14 April 2013
|Entrance||At the Lamb's high feast|
|Penitential Rite||Lux et origo (mtgf)|
|Gloria||Mass of Wisdom (Stephen Janco)|
|Psalm 29||I will praise you, Lord (Paul Inwood)|
|Gospel Acclamation||Celtic (O'Carroll/Walker)|
|Preparation of Gifts||I have seen the Lord (Bob Hurd)|
|Eucharistic Acclamations||Mass of Wisdom (Stephen Janco)|
|Lamb of God||Lux et origo (mtgf)|
|Communion Antiphon||Jesus said to his disciples (mtgf)|
|Communion||I received the living God (Anonymous arr. Proulx)|
|Final||Forth in the peace of Christ|
I have been meaning to use At the Lamb's high feast for a number of years as it is a good strong hymn, text and music. which people should know. So this morning we did. Not that many knew it and as is then often the case the people were tentative in their responses up to the Liturgy of the Word.
I found it surprising that this Gospel has not inspired more settings (whereas Emmaus in another year…).

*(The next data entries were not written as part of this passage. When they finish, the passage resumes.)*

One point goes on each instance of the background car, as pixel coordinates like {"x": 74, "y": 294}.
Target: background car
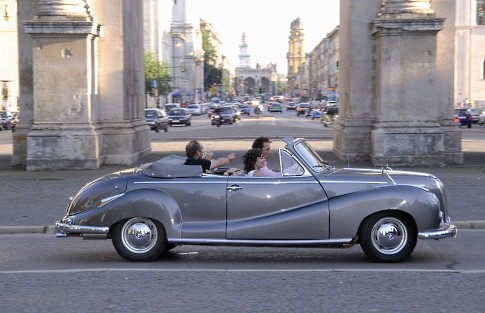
{"x": 301, "y": 108}
{"x": 227, "y": 115}
{"x": 156, "y": 119}
{"x": 475, "y": 113}
{"x": 170, "y": 106}
{"x": 179, "y": 116}
{"x": 195, "y": 109}
{"x": 290, "y": 106}
{"x": 481, "y": 120}
{"x": 331, "y": 108}
{"x": 5, "y": 118}
{"x": 245, "y": 109}
{"x": 463, "y": 117}
{"x": 276, "y": 107}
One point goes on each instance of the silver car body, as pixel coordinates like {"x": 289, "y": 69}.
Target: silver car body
{"x": 312, "y": 204}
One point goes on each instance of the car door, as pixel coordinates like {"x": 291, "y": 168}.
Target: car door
{"x": 293, "y": 206}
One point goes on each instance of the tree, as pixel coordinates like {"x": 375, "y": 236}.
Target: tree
{"x": 157, "y": 76}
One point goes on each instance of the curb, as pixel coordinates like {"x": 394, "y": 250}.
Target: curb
{"x": 15, "y": 230}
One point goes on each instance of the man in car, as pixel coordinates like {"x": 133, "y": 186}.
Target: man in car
{"x": 194, "y": 151}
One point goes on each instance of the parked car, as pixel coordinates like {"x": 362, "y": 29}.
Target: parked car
{"x": 170, "y": 106}
{"x": 14, "y": 122}
{"x": 290, "y": 106}
{"x": 237, "y": 110}
{"x": 156, "y": 119}
{"x": 331, "y": 108}
{"x": 226, "y": 114}
{"x": 276, "y": 107}
{"x": 475, "y": 114}
{"x": 463, "y": 117}
{"x": 153, "y": 208}
{"x": 195, "y": 109}
{"x": 245, "y": 109}
{"x": 179, "y": 116}
{"x": 302, "y": 108}
{"x": 481, "y": 120}
{"x": 5, "y": 118}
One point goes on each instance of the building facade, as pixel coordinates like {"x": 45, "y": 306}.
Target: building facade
{"x": 254, "y": 81}
{"x": 470, "y": 54}
{"x": 295, "y": 57}
{"x": 9, "y": 65}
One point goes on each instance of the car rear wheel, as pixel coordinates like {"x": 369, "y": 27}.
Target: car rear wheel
{"x": 388, "y": 237}
{"x": 139, "y": 239}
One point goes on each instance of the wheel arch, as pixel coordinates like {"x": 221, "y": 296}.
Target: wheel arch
{"x": 405, "y": 214}
{"x": 149, "y": 203}
{"x": 420, "y": 205}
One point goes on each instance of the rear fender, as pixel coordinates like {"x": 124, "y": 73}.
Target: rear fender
{"x": 149, "y": 203}
{"x": 349, "y": 211}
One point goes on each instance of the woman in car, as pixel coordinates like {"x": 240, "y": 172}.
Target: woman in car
{"x": 253, "y": 162}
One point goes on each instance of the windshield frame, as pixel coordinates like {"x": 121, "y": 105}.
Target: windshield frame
{"x": 310, "y": 157}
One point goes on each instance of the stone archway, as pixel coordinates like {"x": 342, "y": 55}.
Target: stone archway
{"x": 385, "y": 74}
{"x": 80, "y": 117}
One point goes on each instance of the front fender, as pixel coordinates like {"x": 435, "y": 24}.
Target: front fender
{"x": 347, "y": 212}
{"x": 149, "y": 203}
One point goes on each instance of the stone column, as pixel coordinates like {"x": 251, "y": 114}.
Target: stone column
{"x": 352, "y": 129}
{"x": 64, "y": 38}
{"x": 407, "y": 130}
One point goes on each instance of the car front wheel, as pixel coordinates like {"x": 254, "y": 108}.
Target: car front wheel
{"x": 139, "y": 239}
{"x": 388, "y": 237}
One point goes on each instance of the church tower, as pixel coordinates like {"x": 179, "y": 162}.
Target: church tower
{"x": 296, "y": 53}
{"x": 244, "y": 57}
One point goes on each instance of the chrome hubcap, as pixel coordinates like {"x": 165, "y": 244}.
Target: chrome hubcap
{"x": 389, "y": 235}
{"x": 139, "y": 235}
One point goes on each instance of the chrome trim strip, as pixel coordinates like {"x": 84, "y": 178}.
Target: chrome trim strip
{"x": 450, "y": 231}
{"x": 263, "y": 181}
{"x": 257, "y": 242}
{"x": 65, "y": 229}
{"x": 354, "y": 182}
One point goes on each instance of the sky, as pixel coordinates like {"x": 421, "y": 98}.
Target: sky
{"x": 266, "y": 24}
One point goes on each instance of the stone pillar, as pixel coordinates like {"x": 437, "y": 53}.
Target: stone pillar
{"x": 63, "y": 135}
{"x": 87, "y": 91}
{"x": 352, "y": 129}
{"x": 407, "y": 130}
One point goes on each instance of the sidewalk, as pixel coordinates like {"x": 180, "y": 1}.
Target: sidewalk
{"x": 33, "y": 201}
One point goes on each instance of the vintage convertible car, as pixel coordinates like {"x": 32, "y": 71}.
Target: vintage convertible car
{"x": 153, "y": 208}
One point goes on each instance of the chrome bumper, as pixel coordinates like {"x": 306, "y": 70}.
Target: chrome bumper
{"x": 439, "y": 234}
{"x": 65, "y": 229}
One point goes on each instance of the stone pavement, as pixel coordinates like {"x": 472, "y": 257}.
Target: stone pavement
{"x": 31, "y": 202}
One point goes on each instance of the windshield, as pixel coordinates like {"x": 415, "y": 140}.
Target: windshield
{"x": 311, "y": 158}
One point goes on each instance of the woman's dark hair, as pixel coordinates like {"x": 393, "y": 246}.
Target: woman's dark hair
{"x": 259, "y": 142}
{"x": 250, "y": 158}
{"x": 192, "y": 147}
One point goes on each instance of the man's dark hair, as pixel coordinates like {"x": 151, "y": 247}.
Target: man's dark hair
{"x": 250, "y": 158}
{"x": 192, "y": 147}
{"x": 258, "y": 143}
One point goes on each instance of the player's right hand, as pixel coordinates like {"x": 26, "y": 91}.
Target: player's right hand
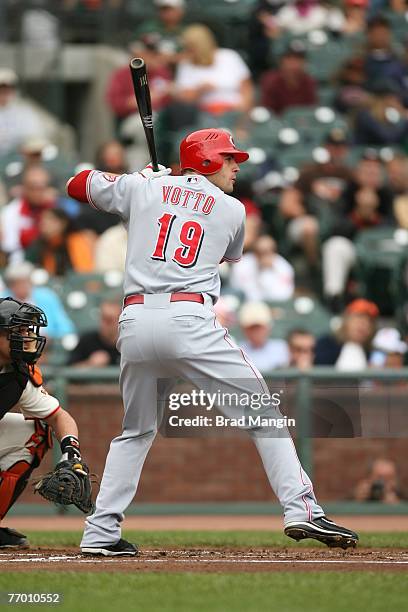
{"x": 148, "y": 172}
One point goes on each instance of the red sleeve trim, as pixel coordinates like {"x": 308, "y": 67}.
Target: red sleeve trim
{"x": 88, "y": 190}
{"x": 77, "y": 186}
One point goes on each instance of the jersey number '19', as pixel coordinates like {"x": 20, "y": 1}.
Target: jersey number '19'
{"x": 191, "y": 238}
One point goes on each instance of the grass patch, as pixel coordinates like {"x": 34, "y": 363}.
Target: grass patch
{"x": 283, "y": 591}
{"x": 214, "y": 539}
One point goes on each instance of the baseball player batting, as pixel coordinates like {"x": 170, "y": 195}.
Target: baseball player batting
{"x": 25, "y": 437}
{"x": 179, "y": 229}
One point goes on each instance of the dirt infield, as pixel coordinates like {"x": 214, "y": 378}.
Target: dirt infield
{"x": 203, "y": 523}
{"x": 199, "y": 559}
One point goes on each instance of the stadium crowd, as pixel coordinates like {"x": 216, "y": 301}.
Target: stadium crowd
{"x": 318, "y": 94}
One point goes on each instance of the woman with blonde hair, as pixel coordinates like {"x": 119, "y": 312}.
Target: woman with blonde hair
{"x": 215, "y": 79}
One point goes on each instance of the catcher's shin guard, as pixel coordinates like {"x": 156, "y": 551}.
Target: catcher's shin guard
{"x": 14, "y": 480}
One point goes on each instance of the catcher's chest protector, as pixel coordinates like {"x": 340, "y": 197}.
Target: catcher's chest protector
{"x": 12, "y": 385}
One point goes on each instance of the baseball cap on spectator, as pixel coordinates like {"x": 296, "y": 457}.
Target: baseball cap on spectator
{"x": 8, "y": 77}
{"x": 362, "y": 306}
{"x": 18, "y": 271}
{"x": 255, "y": 313}
{"x": 337, "y": 136}
{"x": 172, "y": 3}
{"x": 388, "y": 340}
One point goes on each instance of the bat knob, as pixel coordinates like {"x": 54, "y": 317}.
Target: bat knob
{"x": 136, "y": 63}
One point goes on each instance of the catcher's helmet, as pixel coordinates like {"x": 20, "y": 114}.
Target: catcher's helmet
{"x": 202, "y": 151}
{"x": 14, "y": 315}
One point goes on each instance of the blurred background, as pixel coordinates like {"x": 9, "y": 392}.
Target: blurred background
{"x": 317, "y": 92}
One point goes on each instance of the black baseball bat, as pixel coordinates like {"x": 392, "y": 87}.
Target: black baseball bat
{"x": 142, "y": 93}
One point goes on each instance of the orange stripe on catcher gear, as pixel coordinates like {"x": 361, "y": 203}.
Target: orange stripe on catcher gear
{"x": 203, "y": 151}
{"x": 12, "y": 483}
{"x": 35, "y": 375}
{"x": 14, "y": 480}
{"x": 39, "y": 442}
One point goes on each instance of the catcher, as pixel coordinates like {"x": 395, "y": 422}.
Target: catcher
{"x": 25, "y": 437}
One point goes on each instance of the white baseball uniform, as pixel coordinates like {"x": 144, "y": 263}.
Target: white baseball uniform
{"x": 179, "y": 229}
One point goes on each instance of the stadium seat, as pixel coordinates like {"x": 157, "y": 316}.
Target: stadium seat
{"x": 313, "y": 122}
{"x": 301, "y": 312}
{"x": 379, "y": 252}
{"x": 325, "y": 60}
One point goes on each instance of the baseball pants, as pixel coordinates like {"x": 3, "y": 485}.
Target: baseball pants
{"x": 159, "y": 339}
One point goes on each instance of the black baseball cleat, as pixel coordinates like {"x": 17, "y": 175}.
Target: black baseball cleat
{"x": 324, "y": 530}
{"x": 120, "y": 549}
{"x": 10, "y": 538}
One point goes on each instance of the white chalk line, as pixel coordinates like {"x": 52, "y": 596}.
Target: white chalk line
{"x": 80, "y": 559}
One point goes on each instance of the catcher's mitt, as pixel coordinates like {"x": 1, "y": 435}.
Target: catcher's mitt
{"x": 69, "y": 483}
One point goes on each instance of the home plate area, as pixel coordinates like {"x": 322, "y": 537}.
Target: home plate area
{"x": 205, "y": 560}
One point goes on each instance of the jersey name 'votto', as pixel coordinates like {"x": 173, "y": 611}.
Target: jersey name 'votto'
{"x": 186, "y": 198}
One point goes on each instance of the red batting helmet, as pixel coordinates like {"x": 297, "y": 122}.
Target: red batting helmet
{"x": 202, "y": 151}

The Lamb of God (and Penitential Act) is based on the chant Mass Lux et origo. As an experiment for the first invocation I sang the chant. We talked about beforehand whether it should come first or in between. In between might have thrown the congregation (and we had already done that once). In some ways it acted as an introduction which gave time for the priest to get to the altar for the breaking of bread. I suspect that in many places there is a mismatch between the length of the music (however short) and the action it is meant to cover.